In this scheme it shows how they have been associated with both the pcf8574 that’RTC Ds3231. In fact this is one exemplary scheme in that both the RTC that have been used for the PCF devices already preassembled: devices are easy to install and use the I2C protocolo. In the scheme it was also provided a further PCF8574 for displaying the seconds in binary mode using 7 bit. In order not to further complicate the system I preferred then use 2 led with alternate blinking. In the diagram the choices connections are also visible for the Arduino pin that connect buttons and trimmers.

PCB of each quadrant:

This is the final pcb valid for each quadrant. I had made a smaller but in practice with LED 5mm proved problematic connection as too close together. Unfortunately, as you can see in the first comprehensive picture of the project, accuracy does not shine.


By way of exemplification each quadrant has the following arrangement and logic numeration of every LED that composes. The notch of each LED identifies the pin DATA_OUT


the control panel PCB:

This panel houses: the trimmer for adjusting the brightness, i 2 buttons for updating NOW values ​​and MINUTES, the START button system, the RESET button, the bridge that depending on how it is set up allows updating more or less values ​​of TIME and MINUTES when they have to be updated, Finally, the housing of the dip_swtich for the change of colors to quadrants.


This is the pcb defined “MAIN” as it houses the micro Arduino_Nano, the various connectors for I2C devices and the control panel.
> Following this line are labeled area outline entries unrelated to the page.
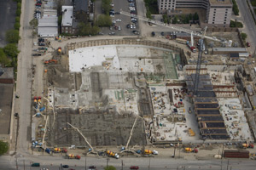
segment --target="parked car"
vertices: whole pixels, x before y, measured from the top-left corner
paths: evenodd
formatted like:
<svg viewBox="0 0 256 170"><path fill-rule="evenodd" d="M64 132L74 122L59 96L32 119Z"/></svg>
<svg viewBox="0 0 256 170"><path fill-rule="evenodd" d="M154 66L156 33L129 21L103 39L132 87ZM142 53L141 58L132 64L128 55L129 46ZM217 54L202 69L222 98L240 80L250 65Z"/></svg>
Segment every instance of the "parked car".
<svg viewBox="0 0 256 170"><path fill-rule="evenodd" d="M138 166L131 166L130 169L139 169Z"/></svg>
<svg viewBox="0 0 256 170"><path fill-rule="evenodd" d="M140 34L140 31L132 31L132 33L134 33L134 34L136 34L136 35L139 35Z"/></svg>
<svg viewBox="0 0 256 170"><path fill-rule="evenodd" d="M45 46L45 43L44 43L44 42L38 42L38 46Z"/></svg>
<svg viewBox="0 0 256 170"><path fill-rule="evenodd" d="M38 42L44 42L44 39L42 38L42 37L39 37L39 38L38 38Z"/></svg>
<svg viewBox="0 0 256 170"><path fill-rule="evenodd" d="M63 167L63 168L68 168L69 166L68 166L68 165L62 165L62 167Z"/></svg>

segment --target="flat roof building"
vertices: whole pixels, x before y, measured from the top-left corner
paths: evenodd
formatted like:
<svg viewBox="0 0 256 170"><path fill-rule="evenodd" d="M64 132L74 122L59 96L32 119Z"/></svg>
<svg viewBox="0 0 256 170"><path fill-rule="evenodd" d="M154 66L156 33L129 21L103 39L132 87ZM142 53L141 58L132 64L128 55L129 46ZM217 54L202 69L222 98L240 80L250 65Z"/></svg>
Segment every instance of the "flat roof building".
<svg viewBox="0 0 256 170"><path fill-rule="evenodd" d="M160 14L178 8L201 8L206 10L207 26L229 27L232 14L231 0L158 0Z"/></svg>

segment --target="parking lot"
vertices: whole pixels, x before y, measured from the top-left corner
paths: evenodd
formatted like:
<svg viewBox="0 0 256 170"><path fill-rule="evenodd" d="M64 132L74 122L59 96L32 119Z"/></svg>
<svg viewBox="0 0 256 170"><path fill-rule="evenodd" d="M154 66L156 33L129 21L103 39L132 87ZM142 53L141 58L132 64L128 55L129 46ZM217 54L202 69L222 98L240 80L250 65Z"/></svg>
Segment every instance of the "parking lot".
<svg viewBox="0 0 256 170"><path fill-rule="evenodd" d="M114 16L112 16L111 18L112 18L112 20L115 20L115 23L113 23L113 26L111 26L111 27L102 28L102 32L104 35L107 35L107 34L111 34L111 35L115 35L115 36L135 35L132 32L132 31L139 31L139 24L138 24L139 21L137 20L137 22L136 24L134 24L131 22L131 17L116 14L117 12L119 12L120 9L122 9L123 11L125 11L125 12L131 12L130 8L129 8L130 3L128 2L128 0L113 0L113 9L115 14L114 14ZM136 1L134 0L134 1L131 2L131 3L134 3L134 7L132 5L131 8L133 8L133 9L135 9L133 11L137 14L137 9L136 7ZM132 26L132 28L127 28L127 25L130 25L130 27L131 27L131 24L135 26L135 28L133 28L133 26ZM120 30L119 30L119 27L120 28Z"/></svg>

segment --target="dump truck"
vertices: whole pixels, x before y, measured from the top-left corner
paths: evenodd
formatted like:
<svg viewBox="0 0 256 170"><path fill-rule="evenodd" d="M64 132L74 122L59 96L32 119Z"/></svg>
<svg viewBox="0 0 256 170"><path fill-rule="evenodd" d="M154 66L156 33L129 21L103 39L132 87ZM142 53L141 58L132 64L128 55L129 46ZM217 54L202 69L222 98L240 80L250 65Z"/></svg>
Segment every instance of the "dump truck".
<svg viewBox="0 0 256 170"><path fill-rule="evenodd" d="M112 156L112 157L114 157L116 159L119 158L119 156L117 153L114 153L113 151L108 150L107 154L108 154L108 156Z"/></svg>
<svg viewBox="0 0 256 170"><path fill-rule="evenodd" d="M158 151L156 151L156 150L144 150L144 154L145 155L151 155L151 154L153 154L153 155L158 155Z"/></svg>
<svg viewBox="0 0 256 170"><path fill-rule="evenodd" d="M60 153L60 152L67 153L67 150L66 150L65 148L63 148L63 149L61 149L61 148L55 148L55 149L54 149L54 152L55 152L55 153Z"/></svg>
<svg viewBox="0 0 256 170"><path fill-rule="evenodd" d="M73 154L67 154L67 156L66 156L66 157L67 158L68 158L68 159L78 159L78 160L79 160L79 159L81 159L81 156L79 156L79 155L73 155Z"/></svg>
<svg viewBox="0 0 256 170"><path fill-rule="evenodd" d="M244 148L244 149L246 149L246 148L252 148L252 149L253 149L254 145L253 145L253 144L241 144L241 148Z"/></svg>
<svg viewBox="0 0 256 170"><path fill-rule="evenodd" d="M184 149L185 152L195 152L195 153L197 153L198 152L198 150L196 148L185 148Z"/></svg>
E’ It has also been provided a separate entrance for feeding the quadrants (expected, but then not used). The Micro USB provides power to the rest of the circuit.
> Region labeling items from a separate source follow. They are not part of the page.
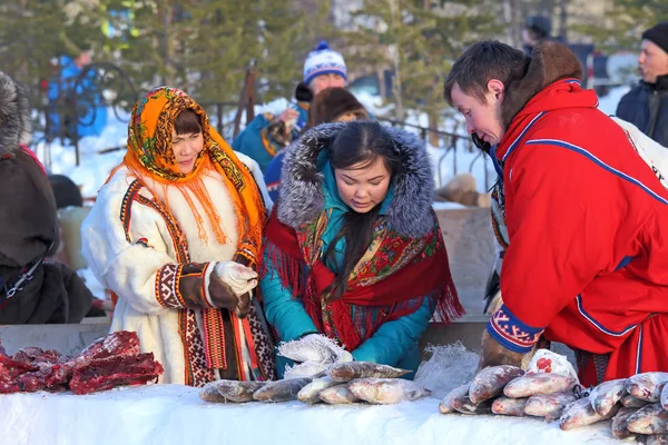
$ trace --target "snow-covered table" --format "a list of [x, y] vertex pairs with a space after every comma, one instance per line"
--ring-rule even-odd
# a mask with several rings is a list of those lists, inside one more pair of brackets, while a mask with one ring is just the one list
[[[390, 406], [299, 402], [210, 404], [180, 385], [0, 395], [0, 443], [14, 444], [611, 444], [609, 423], [562, 432], [557, 423], [442, 415], [439, 400]], [[623, 442], [619, 442], [622, 444]]]

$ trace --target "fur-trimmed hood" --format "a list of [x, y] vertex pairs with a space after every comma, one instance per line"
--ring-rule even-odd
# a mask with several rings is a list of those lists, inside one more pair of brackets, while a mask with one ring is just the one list
[[[323, 209], [323, 175], [317, 157], [346, 123], [324, 123], [305, 132], [285, 152], [281, 175], [278, 219], [293, 228], [315, 219]], [[390, 227], [401, 235], [424, 236], [433, 228], [434, 179], [424, 144], [413, 134], [384, 127], [392, 136], [404, 171], [392, 178], [394, 198], [387, 210]]]
[[582, 66], [568, 47], [547, 41], [533, 50], [527, 73], [522, 79], [510, 81], [501, 103], [501, 119], [505, 128], [533, 96], [560, 79], [582, 80]]
[[30, 141], [30, 106], [26, 90], [0, 71], [0, 155]]

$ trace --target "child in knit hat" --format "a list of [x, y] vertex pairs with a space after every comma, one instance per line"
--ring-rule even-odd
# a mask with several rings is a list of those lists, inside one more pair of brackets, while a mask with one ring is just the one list
[[326, 88], [345, 87], [346, 79], [343, 56], [332, 50], [326, 41], [321, 41], [306, 57], [303, 81], [295, 91], [296, 102], [278, 116], [257, 116], [234, 139], [232, 147], [255, 159], [264, 172], [276, 154], [306, 125], [312, 99]]

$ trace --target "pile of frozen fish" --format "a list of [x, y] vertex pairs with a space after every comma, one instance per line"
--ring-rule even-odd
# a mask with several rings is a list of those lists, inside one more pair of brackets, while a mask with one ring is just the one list
[[206, 402], [288, 402], [332, 405], [371, 403], [395, 404], [415, 400], [431, 393], [414, 382], [399, 378], [410, 370], [367, 362], [352, 356], [326, 337], [307, 336], [278, 347], [278, 354], [297, 365], [287, 368], [276, 382], [216, 380], [200, 392]]
[[668, 444], [668, 373], [637, 374], [586, 390], [572, 367], [561, 366], [563, 357], [539, 354], [527, 373], [509, 365], [480, 370], [472, 382], [452, 389], [439, 411], [542, 417], [558, 421], [564, 431], [612, 419], [617, 438]]

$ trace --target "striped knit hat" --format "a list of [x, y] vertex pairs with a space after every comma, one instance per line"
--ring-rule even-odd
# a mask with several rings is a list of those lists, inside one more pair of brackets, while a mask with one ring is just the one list
[[321, 75], [335, 73], [346, 79], [345, 60], [332, 51], [326, 41], [321, 41], [315, 51], [311, 51], [304, 62], [304, 83], [308, 85]]

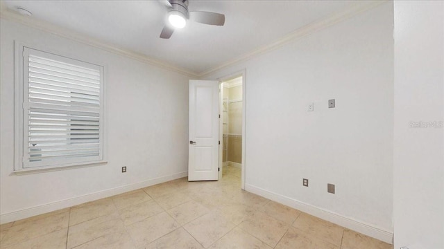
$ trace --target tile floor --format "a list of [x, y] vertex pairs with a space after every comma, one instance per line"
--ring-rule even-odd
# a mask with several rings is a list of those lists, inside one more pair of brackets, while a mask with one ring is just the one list
[[180, 178], [0, 226], [0, 248], [314, 248], [393, 246], [240, 189]]

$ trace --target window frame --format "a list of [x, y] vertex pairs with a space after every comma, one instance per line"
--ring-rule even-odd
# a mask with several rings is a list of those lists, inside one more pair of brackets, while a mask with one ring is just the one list
[[[87, 158], [83, 157], [85, 160], [65, 160], [63, 158], [59, 160], [55, 160], [46, 164], [41, 164], [38, 166], [25, 167], [26, 151], [27, 149], [28, 140], [25, 141], [25, 126], [27, 126], [28, 118], [25, 118], [25, 110], [26, 109], [27, 99], [25, 99], [25, 94], [28, 93], [29, 88], [26, 88], [27, 79], [24, 77], [24, 73], [28, 68], [28, 66], [25, 65], [25, 48], [30, 50], [34, 50], [38, 54], [44, 54], [48, 55], [48, 59], [56, 59], [60, 62], [65, 63], [72, 63], [74, 65], [90, 66], [91, 68], [99, 69], [101, 74], [100, 79], [100, 97], [99, 97], [99, 155], [94, 156], [94, 158]], [[88, 165], [102, 165], [107, 163], [106, 160], [106, 136], [105, 136], [105, 67], [97, 63], [87, 62], [82, 59], [78, 55], [67, 55], [64, 53], [56, 52], [52, 49], [41, 48], [37, 46], [28, 46], [22, 43], [15, 41], [15, 163], [13, 173], [32, 173], [42, 171], [53, 171], [60, 170], [71, 167], [85, 167]], [[74, 56], [73, 56], [74, 55]], [[60, 60], [61, 59], [61, 60]], [[26, 149], [25, 149], [26, 146]], [[28, 162], [27, 163], [29, 163]], [[35, 163], [35, 165], [36, 165]]]

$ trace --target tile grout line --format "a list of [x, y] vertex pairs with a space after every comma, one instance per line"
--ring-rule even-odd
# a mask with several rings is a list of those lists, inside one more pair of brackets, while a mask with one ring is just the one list
[[68, 237], [69, 236], [69, 223], [71, 222], [71, 207], [69, 208], [69, 213], [68, 214], [68, 228], [67, 229], [67, 240], [65, 243], [65, 248], [68, 249]]
[[345, 229], [342, 230], [342, 237], [341, 237], [341, 246], [339, 246], [339, 249], [342, 248], [342, 243], [344, 241], [344, 233], [345, 233]]
[[285, 231], [285, 232], [284, 233], [282, 237], [281, 237], [280, 239], [279, 239], [279, 241], [278, 241], [278, 243], [276, 243], [276, 245], [275, 246], [273, 246], [273, 248], [275, 248], [276, 246], [278, 246], [278, 245], [279, 245], [279, 243], [280, 243], [280, 241], [282, 241], [282, 239], [284, 239], [284, 237], [285, 237], [285, 235], [287, 235], [287, 234], [289, 232], [289, 230], [290, 230], [290, 227], [291, 226], [291, 225], [289, 225], [289, 227], [287, 228], [287, 230]]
These last two are pcb support: BUS_QUADRI It allows connection of 4 quadrants towards the pcb MAIN with the input signal and feeding each. LED_SECONDS houses the two LEDs must flash at the rate of a second. This PCB is located three hours two of the dials and the two minute; the power supply and signal are connected via the BUS_QUADRI.
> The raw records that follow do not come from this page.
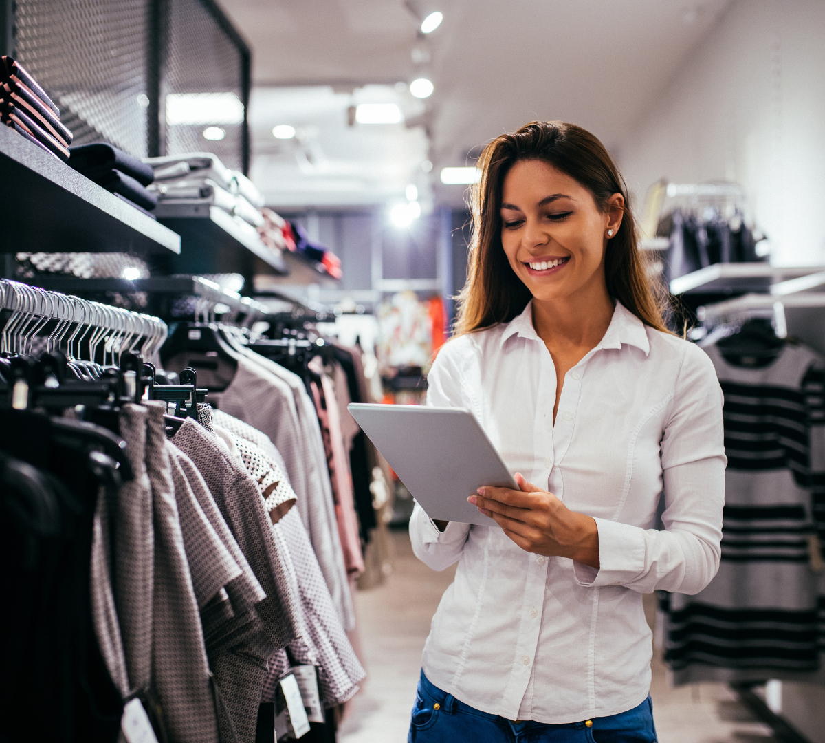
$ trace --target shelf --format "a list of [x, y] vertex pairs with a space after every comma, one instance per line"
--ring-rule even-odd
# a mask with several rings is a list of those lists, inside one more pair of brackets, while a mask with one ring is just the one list
[[239, 265], [251, 267], [252, 256], [279, 273], [288, 271], [283, 257], [264, 245], [252, 225], [223, 209], [208, 204], [161, 201], [154, 213], [160, 222], [181, 235], [182, 249], [181, 258], [173, 261], [175, 272], [246, 273]]
[[0, 253], [181, 252], [179, 235], [5, 125], [0, 177]]
[[671, 282], [672, 294], [733, 294], [767, 291], [785, 279], [818, 273], [822, 266], [781, 267], [768, 263], [714, 263]]

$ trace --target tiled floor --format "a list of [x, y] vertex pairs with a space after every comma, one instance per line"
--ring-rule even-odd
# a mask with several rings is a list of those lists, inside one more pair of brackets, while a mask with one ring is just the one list
[[[430, 620], [455, 569], [436, 573], [412, 555], [404, 532], [391, 535], [394, 570], [386, 582], [356, 595], [363, 691], [341, 726], [341, 743], [403, 743]], [[648, 607], [648, 608], [652, 608]], [[663, 665], [653, 660], [651, 693], [660, 743], [774, 743], [720, 684], [671, 689]]]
In the picture below you can see how the housing of the quadrants has been built:

With a frame of 28cm with wooden base and side plexiglass they were glued to the 4 quadrants as photos: the two LEDs in the center for seconds and on the right the pcb BUS_QUADRI for connections to the main. Given that the LEDs also the minimum brightness are still very bright, to avoid that the brightness of the individual LEDs can cover the right and left side, each quadrant is “covered” a black mask (plasticized) to highlight the individual segments. Each segment was wrapped with a black cardboard strip. Here's how to presena “naked”.:

With this system you get a good view “separate” the entire clock without that the brightness of a dial does not interfere with the lateral. (Remember that the Red Color,Green, Blue however, they have a different brightness from each other).


In the picture below the image of the control panel which closes a plexiglass box where is housed the micro Arduino_Nano, And RTC PCF8574 and the connectors towards the dials. The panel consists of trimmer (10K) for adjusting the brightness, by buttons for HOUR update of Minutes. the START button and the RESET, finally the bridge for updating a positive or negative values ​​of the time. On the right side the DIPSWITCHES and the array of resistors pull_up.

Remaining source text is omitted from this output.